Un poème déjà assez ancien et tout à fait obsolète que je n’ai pas publié car j’étais hésitante quant au premier vers, dont l’irrégularité alexandrine choisie me semblait discutable. Comme je n’ai toujours pas tranché, tant pis, jetons les dés, et programme : un hémistiche de cinq syllabes exprimant l’urgence, un hémistiche de sept syllabes exprimant l’écrasement, et une métaphore filée livresque aux accents nocturnaux et arachnidéens un poil trop romantiques peut-être.

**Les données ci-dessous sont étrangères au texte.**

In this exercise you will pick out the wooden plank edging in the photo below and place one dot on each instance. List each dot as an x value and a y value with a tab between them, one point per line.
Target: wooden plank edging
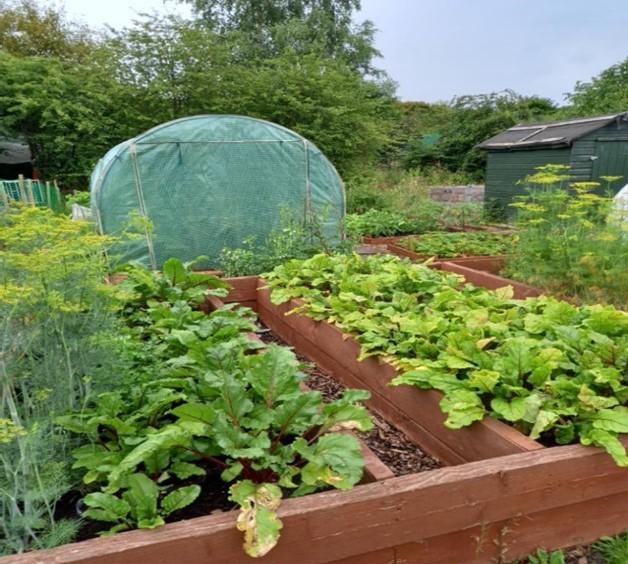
419	414
507	491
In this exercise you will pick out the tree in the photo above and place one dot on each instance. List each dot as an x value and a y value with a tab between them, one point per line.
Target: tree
304	26
69	115
29	29
476	118
172	68
605	93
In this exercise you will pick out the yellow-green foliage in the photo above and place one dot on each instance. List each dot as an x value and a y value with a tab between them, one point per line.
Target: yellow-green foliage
570	240
56	327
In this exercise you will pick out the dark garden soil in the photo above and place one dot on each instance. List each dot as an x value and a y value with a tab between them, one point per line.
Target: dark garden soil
390	445
212	499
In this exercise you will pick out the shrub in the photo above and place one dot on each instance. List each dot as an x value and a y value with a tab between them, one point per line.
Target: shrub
569	242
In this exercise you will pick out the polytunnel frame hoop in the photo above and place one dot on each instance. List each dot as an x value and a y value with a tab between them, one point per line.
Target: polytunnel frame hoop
142	205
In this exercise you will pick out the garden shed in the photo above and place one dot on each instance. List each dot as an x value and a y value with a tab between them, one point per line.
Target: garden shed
212	181
15	159
592	147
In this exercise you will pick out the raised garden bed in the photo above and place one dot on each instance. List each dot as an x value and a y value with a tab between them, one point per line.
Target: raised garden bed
499	508
481	271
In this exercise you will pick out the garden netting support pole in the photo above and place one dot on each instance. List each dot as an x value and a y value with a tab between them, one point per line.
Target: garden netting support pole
142	206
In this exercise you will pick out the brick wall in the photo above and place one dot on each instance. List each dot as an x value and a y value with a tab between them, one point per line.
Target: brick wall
458	194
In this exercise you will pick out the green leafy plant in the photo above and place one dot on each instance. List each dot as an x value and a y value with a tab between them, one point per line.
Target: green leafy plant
612	550
543	557
291	239
568	240
554	371
209	404
449	245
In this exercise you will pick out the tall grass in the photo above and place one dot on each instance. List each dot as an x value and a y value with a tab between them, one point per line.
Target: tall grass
571	240
57	324
396	190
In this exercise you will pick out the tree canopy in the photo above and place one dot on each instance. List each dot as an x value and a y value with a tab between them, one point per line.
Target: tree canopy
605	93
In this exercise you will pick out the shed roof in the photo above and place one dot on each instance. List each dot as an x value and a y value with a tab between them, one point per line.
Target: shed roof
13	151
553	134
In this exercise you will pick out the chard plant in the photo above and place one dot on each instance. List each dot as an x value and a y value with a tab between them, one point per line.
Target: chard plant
209	404
450	245
556	372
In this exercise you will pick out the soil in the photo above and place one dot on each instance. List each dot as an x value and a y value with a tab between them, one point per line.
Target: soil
390	445
213	499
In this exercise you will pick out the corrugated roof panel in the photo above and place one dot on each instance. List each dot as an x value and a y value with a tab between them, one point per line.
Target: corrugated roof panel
556	133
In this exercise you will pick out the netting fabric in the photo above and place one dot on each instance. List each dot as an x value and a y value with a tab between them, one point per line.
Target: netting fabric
209	182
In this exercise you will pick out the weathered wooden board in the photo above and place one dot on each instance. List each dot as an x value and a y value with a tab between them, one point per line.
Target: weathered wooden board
551	497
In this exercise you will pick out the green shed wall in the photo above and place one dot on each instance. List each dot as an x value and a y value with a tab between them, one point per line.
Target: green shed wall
505	168
583	167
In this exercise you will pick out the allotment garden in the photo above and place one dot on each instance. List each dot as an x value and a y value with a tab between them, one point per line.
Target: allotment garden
437	387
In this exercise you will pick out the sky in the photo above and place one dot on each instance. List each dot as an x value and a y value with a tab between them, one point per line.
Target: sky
437	49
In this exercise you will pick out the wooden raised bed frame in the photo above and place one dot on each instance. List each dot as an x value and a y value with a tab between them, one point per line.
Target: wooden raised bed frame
496	509
480	271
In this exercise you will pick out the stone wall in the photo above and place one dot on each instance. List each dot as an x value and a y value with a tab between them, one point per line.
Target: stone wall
458	194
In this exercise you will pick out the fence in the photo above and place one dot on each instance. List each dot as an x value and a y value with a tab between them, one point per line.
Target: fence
473	193
31	192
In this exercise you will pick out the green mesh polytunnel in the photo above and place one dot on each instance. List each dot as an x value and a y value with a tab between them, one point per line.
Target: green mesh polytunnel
209	182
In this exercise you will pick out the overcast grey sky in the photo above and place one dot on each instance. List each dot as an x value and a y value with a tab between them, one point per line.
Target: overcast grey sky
436	49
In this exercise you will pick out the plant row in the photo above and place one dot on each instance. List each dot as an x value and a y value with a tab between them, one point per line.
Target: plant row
556	372
449	245
427	216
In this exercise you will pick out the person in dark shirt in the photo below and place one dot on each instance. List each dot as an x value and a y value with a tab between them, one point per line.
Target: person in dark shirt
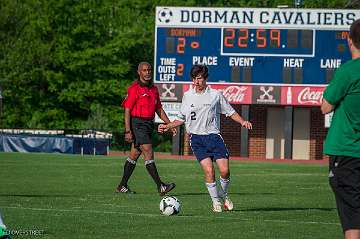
141	104
342	144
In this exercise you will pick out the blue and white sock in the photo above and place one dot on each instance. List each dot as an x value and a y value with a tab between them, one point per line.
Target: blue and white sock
224	182
213	192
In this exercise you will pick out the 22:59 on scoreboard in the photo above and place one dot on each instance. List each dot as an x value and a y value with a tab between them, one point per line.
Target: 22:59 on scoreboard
252	46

Je cherche partout, écrasée par ton silence,
La trace disparue de ta chère existence
Et les livres copieux dont je veux me repaître
Ne savent occuper nulle part de mon être.
Alors avide j’ouvre, et pour ta voix entendre,
Une page qui peut devant moi te prétendre ;
Et puis pour te connaître explore encor, perdue
De pages blanches, plus, que ne veut ma berlue.
Es-tu ce livre ouvert, blanc, impalpable et vierge
Que couvre l’araignée de ses pattes légères
Pour déposer cachée des syllabes lunaires ?
Ou ce livre fermé, dont le loquet tenace
Garde quelque secret trop réel et fugace
Et qui m’échappe encore alors qu’il me submerge ?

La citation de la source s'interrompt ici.